Abdullah Parlıyan 

1. Bu kitabın indirilişi, mağlup edilemeyen bir güce sahip ve herşeyi yerli yerince yapan Allah tarafındandır.

2. Ey peygamber! Biz sana bu kitabı değişmez bir gerçek olarak indirdik, artık sen de O’nun dini üzerinde yaşayarak bütün özünü O’na bağla ve yalnızca O’na kulluk et.

3. "Biz bunlara, sırf bizi Allah’a daha çok yaklaştırsınlar diye kulluk ediyoruz" derler. Şüphesiz Allah, kıyamet günü onlara, arasında gerçeklerden sapıttıkları her konuda, mutlaka hüküm verecektir. Çünkü Allah, yalan söyleyen ve kendisinden gelen gerçekleri örtbas etmekte ileri giden hiçbir kimseyi, doğru yola iletmez.

4. Eğer Allah bir evlat edinmek isteseydi, yarattıklarından dilediği herhangi birini evlat seçebilirdi. Fakat O, her türlü eksikliğin üstünde ve ötesindedir. O bütün varlıklar üzerinde, mutlak otorite sahibi tek Allah’tır.

5. Allah, gökleri ve yeri bir amaç uğruna yarattı. Geceyi gündüze, gündüzü geceye sarar. Güneşi ve ayı emri altına almıştır. Her biri belli bir süreye kadar akıp gider. Dikkat ediniz, O’nun her şeye gücü yeter; affedicidir.

6. O sizin hepinizi, birtek candan yaratmıştır ve ondan da eşini var etmiştir ve sizin için hayvanlardan dört türden koyun, keçi, sığır, deve sekiz çift ikram ve ihsan etmiştir. O sizi analarınızın karınlarında, üç kat karanlık içinde peşpeşe yaratılış safhalarından geçirerek yaratmaktadır. İşte Rabbiniz olan Allah budur, hükümranlık O’nundur, O’ndan başka gerçek ilah yoktur. Buna rağmen nasıl oluyor da, O’na kulluktan başka ilahlara çevriliyorsunuz.

7. Eğer Allah’tan gelen gerçekleri örtbas ederseniz, bilin ki Allah sizin hiçbirinize muhtaç değildir. O kullarının kendisinden gönderilen gerçekleri örtbas etmesine ve böylece kâfir olmasına razı olmaz. Ama eğer şükrederseniz, sizden razı olur. Hiç kimse, kimsenin yükünü taşıyacak değildir. Sonra hepiniz Rabbinize döneceksiniz. O yaptıklarınızın içyüzünü, size bir bir haber verecektir. Çünkü O, insanların kalplerinde olan herşeyi bilendir.

8. "Bu inkârınızla kısa bir müddet keyif sürün bakalım, ama sonunda ateşi hak edenlerden olacaksınız.

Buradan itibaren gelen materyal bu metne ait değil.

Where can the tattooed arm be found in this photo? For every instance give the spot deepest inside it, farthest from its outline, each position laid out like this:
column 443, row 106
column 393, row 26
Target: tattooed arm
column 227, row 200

9. "Bilenlerle bilmeyenler bir olur mu? Bu gerçeği ancak kavrama yeteneği olanlar anlar ve hatırlarlar."

10. "Ey inanan kullarım! Yolunuzu yordamınızı Allah’ın kitabıyla bulmaya çalışın. Bu dünyada iyi şeyler için gayret edenleri, güzel bir son beklemektedir. Allah’ın arzı geniştir, öyleyse küfür diyarından iman yurduna göç edin. Hicret esnasında ve diğer tüm güçlüklere göğüs gerenlere mükafatları tartılmaksızın, ölçülmeksizin, hesapsızca bol bol verilir.

11. Şüphe yok bana O’nun dininde, özümü yalnız O’na bağlayarak Allah’a kulluk etmem emredildi.

12. Ve O’na teslim olanların ilki olmakla da emrolundum.

13. Eğer Rabbime karşı gelecek olursam, korkunç bir günün azabından korkarım.

14. Dinimde özüm O’na bağlı, yalnız Allah’a kulluk ederim ben.

15. Gerçekten zarar ve ziyana uğrayanlar, kıyamet günü hem kendilerini, hem de ailelerini zarara sokanlardır. Dikkat edin, budur apaçık zarar ve ziyan.

16. Onların üzerlerini ateşten örtüler sarar, altlarında da kat kat ateşten tabakalar vardır. Allah kullarının kalbine işte böylece kıyamet korkusu salar. Ey kullarım! Öyleyse yolunuzu benim kitabım vasıtasıyla bulun.

17. İnsan ve cin şeytanlarının güçlerine ve putlara tapmaktan kaçınıp, Allah’a yönelip O’na sığınanlar için müjdeler vardır. Kullarımı müjdele.

18. O kullarım ki, söylenen her sözü dinlerler ve en güzeline uyarlar. İşte Allah’ın dosdoğru yola eriştirdiği bunlardır ve gerçekten de aklı başında olanlar bunlardır.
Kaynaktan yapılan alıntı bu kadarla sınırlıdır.